May 28, 2024
City panel approves rent hikes up to 5% in stabilized apartments

City panel approves rent hikes up to 5% in stabilized apartments

The powerful panel that sets housing costs in about 1 million rent-regulated apartments in the city voted Tuesday night to approve the largest increases in almost a decade: 5% for two-year leases and 3.3% for single-year leases.

The Rent Guidelines Board — trying to balance pandemic challenges facing renters and inflation pumping landlords’ operating costs higher — voted 5-4 to approve the controversial plan during a raucous meeting at Cooper Union in Manhattan.

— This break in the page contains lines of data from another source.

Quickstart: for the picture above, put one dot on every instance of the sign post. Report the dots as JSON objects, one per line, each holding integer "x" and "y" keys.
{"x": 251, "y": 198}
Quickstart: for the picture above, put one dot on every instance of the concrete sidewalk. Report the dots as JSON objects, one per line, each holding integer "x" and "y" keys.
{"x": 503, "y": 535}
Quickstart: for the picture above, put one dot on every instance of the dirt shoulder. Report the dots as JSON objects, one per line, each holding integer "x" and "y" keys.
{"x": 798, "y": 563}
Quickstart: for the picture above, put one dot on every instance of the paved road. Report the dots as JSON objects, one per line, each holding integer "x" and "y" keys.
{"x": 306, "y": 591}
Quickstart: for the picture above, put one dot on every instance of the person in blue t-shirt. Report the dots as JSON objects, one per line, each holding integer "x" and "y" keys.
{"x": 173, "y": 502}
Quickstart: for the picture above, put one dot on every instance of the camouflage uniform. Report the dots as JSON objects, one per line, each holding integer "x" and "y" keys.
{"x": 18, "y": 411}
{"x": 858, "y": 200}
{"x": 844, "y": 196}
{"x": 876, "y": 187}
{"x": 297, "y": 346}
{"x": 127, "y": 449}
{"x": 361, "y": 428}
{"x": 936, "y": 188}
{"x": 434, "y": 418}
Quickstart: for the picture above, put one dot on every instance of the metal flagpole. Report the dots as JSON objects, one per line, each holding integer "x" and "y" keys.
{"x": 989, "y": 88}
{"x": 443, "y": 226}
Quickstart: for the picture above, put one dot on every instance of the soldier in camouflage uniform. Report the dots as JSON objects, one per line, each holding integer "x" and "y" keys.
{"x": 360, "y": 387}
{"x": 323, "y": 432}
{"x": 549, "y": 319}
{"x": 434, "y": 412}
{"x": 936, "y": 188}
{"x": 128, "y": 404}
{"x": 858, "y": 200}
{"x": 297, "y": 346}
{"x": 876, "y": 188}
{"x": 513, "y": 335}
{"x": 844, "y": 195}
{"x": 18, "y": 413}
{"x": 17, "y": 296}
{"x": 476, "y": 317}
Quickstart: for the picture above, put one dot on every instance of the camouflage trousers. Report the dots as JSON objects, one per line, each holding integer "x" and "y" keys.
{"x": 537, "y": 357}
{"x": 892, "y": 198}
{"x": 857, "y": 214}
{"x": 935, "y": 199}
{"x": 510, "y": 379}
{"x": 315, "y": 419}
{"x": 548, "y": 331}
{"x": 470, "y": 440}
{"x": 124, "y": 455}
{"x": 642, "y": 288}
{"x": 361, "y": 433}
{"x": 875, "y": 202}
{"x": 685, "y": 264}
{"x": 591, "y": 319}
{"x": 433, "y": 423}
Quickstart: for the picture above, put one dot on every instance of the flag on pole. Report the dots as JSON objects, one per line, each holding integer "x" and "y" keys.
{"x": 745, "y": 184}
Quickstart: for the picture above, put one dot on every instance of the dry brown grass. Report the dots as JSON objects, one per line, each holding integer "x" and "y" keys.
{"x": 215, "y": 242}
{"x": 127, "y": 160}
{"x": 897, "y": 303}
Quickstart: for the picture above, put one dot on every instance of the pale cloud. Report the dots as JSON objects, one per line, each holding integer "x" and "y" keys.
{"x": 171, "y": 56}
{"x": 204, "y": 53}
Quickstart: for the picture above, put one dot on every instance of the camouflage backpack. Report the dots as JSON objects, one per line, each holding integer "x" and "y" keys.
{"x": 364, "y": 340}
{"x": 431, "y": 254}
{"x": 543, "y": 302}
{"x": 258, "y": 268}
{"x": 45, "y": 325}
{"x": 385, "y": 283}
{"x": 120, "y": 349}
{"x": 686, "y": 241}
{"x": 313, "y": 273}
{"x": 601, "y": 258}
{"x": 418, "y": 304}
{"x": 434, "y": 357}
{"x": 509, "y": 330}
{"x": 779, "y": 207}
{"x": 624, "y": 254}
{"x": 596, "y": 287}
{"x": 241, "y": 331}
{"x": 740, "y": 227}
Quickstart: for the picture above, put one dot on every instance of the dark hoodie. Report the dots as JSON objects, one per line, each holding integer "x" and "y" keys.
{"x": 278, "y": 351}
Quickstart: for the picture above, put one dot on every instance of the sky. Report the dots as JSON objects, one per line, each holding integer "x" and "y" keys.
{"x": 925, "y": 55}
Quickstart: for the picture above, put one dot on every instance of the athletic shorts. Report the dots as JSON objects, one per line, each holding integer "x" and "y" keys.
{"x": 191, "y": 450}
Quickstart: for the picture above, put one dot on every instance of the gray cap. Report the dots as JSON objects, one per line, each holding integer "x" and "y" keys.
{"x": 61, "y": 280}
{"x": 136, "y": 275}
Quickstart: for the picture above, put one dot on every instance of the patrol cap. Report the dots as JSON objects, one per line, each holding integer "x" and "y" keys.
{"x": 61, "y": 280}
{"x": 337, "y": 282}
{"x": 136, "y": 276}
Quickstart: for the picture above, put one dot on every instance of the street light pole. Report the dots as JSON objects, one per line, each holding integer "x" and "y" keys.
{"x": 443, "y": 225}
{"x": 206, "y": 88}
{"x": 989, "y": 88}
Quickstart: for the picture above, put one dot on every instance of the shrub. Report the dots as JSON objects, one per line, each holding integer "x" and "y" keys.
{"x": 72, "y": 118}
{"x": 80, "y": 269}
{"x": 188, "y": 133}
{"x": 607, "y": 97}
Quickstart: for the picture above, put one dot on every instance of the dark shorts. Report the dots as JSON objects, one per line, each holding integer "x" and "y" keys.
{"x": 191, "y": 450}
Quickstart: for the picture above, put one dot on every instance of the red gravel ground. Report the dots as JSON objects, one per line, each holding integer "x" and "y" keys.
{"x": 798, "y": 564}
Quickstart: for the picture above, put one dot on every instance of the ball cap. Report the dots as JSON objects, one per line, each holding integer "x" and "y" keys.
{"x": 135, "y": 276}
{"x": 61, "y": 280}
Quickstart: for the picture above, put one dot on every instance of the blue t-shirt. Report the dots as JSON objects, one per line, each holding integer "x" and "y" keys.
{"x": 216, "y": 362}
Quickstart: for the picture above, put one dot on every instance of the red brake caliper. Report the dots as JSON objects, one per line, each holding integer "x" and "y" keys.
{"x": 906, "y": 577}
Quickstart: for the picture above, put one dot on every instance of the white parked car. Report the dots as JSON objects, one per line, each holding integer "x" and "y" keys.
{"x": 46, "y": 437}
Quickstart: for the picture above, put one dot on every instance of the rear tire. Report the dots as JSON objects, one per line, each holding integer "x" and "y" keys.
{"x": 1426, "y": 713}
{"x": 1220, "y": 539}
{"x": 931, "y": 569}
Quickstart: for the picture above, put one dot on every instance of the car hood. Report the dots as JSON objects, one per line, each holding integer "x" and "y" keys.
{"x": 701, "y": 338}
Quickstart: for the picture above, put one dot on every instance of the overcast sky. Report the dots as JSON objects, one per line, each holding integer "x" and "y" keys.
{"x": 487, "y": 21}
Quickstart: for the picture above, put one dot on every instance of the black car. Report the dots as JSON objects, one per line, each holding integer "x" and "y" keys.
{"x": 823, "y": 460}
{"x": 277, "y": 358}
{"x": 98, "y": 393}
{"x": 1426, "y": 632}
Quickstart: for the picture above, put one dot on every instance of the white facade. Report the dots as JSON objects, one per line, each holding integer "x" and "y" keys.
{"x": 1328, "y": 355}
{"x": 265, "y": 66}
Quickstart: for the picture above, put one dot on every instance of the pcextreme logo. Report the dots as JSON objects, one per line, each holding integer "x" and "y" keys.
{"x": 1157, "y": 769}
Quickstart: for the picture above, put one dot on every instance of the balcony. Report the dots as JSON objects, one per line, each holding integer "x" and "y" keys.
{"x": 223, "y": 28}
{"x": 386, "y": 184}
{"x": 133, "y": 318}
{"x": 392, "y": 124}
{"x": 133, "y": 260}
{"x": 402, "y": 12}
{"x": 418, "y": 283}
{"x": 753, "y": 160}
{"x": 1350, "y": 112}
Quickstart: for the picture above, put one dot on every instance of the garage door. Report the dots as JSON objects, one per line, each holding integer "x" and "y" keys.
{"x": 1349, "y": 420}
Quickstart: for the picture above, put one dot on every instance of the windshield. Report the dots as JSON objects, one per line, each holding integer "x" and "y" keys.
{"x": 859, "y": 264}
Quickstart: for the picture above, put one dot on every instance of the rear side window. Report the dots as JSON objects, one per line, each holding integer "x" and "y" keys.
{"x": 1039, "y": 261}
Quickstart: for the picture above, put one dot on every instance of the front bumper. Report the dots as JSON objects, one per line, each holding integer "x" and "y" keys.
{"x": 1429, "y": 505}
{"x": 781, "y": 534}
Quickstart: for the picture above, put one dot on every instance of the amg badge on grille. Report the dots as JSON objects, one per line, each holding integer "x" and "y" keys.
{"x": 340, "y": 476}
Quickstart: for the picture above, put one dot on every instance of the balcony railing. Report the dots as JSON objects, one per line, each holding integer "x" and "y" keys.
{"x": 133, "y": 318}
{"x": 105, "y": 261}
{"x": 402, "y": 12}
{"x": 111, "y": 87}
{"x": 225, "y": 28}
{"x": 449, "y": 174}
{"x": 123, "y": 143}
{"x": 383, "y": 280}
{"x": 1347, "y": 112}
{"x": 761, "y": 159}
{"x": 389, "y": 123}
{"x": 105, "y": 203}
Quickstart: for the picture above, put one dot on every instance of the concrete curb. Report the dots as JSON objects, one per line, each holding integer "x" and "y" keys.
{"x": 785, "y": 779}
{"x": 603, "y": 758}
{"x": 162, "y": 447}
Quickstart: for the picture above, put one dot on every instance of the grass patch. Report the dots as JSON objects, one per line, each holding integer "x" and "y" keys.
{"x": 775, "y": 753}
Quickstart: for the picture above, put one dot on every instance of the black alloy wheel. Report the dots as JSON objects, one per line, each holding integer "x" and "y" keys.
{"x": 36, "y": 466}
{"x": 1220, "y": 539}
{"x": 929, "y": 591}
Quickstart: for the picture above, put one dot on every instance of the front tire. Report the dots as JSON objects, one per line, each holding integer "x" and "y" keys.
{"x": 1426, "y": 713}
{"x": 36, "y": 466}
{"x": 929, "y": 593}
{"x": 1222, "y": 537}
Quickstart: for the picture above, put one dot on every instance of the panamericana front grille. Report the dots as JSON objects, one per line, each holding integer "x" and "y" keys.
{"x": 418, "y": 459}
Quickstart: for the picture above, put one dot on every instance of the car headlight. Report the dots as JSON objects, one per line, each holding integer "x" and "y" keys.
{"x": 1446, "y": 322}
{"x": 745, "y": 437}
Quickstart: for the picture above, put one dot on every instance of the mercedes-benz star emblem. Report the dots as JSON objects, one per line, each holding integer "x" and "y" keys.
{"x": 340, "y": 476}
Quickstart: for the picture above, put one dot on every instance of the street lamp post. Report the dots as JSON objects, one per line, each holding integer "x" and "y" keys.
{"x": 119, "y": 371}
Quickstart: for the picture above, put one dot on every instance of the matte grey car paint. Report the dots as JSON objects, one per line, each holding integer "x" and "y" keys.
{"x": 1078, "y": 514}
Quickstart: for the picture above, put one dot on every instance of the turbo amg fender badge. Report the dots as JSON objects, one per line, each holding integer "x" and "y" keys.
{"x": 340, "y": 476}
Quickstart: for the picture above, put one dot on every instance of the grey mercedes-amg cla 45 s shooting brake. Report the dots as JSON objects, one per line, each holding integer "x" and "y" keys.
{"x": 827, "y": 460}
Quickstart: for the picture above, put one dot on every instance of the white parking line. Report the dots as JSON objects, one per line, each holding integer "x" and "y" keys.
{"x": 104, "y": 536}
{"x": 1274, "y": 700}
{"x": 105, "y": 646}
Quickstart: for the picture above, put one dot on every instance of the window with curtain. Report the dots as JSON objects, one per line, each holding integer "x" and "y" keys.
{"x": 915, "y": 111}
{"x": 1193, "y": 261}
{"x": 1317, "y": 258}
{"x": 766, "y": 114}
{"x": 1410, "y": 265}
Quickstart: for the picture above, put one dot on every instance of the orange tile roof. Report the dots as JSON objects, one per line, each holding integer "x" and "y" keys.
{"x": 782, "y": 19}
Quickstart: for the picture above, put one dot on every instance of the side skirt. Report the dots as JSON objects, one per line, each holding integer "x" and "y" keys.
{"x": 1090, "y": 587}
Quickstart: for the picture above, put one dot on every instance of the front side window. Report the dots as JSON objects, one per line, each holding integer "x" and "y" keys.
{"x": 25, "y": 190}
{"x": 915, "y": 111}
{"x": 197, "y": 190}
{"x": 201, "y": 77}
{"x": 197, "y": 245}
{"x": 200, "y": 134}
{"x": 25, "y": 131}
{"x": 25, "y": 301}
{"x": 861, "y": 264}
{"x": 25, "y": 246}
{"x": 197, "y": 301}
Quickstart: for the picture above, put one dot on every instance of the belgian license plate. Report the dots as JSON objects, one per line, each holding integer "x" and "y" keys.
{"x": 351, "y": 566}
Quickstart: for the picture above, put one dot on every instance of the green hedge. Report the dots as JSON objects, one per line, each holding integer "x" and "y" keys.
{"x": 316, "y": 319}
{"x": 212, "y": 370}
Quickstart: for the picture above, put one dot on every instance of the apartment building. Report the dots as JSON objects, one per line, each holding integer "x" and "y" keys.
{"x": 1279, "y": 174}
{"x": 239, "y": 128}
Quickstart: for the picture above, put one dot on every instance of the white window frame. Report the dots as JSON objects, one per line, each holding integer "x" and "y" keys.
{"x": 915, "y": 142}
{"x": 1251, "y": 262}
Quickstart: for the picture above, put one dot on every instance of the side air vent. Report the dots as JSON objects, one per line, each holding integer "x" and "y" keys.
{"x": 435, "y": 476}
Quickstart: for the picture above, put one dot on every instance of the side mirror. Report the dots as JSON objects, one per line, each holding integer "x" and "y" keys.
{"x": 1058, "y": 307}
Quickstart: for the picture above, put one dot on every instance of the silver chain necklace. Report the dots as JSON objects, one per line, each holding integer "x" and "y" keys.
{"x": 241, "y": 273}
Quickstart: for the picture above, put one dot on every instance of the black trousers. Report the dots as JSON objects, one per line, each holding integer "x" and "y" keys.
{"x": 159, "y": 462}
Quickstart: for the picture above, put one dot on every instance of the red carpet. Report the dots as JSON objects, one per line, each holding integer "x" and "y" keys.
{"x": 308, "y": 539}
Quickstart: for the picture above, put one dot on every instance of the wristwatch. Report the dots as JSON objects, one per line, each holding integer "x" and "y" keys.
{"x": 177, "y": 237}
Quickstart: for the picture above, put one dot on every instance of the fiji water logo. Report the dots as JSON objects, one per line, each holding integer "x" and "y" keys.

“I believe this that this proposal best balances the need of owners who must pay for costs that are increasing significantly as well as those of tenants who are still dealing with the lingering effects of the pandemic,” said board chair David Reiss as vocal tenants voiced their displeasure.

More than 2 million New Yorkers are at the mercy of the board’s guidelines. The new rent rules, which take effect at the start of October, amount to the steepest hike since 2013.

The increases sat squarely in the middle of a range — 2% to 4% for single-year leases, and 4% to 6% for two-year leases — supported by the board in a preliminary vote in early May. Mayor Adams expressed support for that range.

The nine-member Rent Guidelines Board operates separately from City Hall, but consists of mayoral appointees. Three of the current members were appointed by Adams, who has walked a fine political line, presenting himself as a friend to renters and landlords alike.

Two of Adams’ three appointees voted in support of the board’s rent hikes. But Adán Soltren, a tenant representative on the board appointed by the mayor, ripped City Hall in remarks ahead of the vote.

“Shame on this administration, and any administration that would put members in place on this board that clearly believe that investments deserve more respect than people,” Soltren said, adding the board’s decision would “result in millions of people suffering.”

The annual inflation rate reached a staggering 8.6% in May, a 40-year high, showing few signs of flagging and forcing the Federal Reserve to ramp up its efforts to cool the economy.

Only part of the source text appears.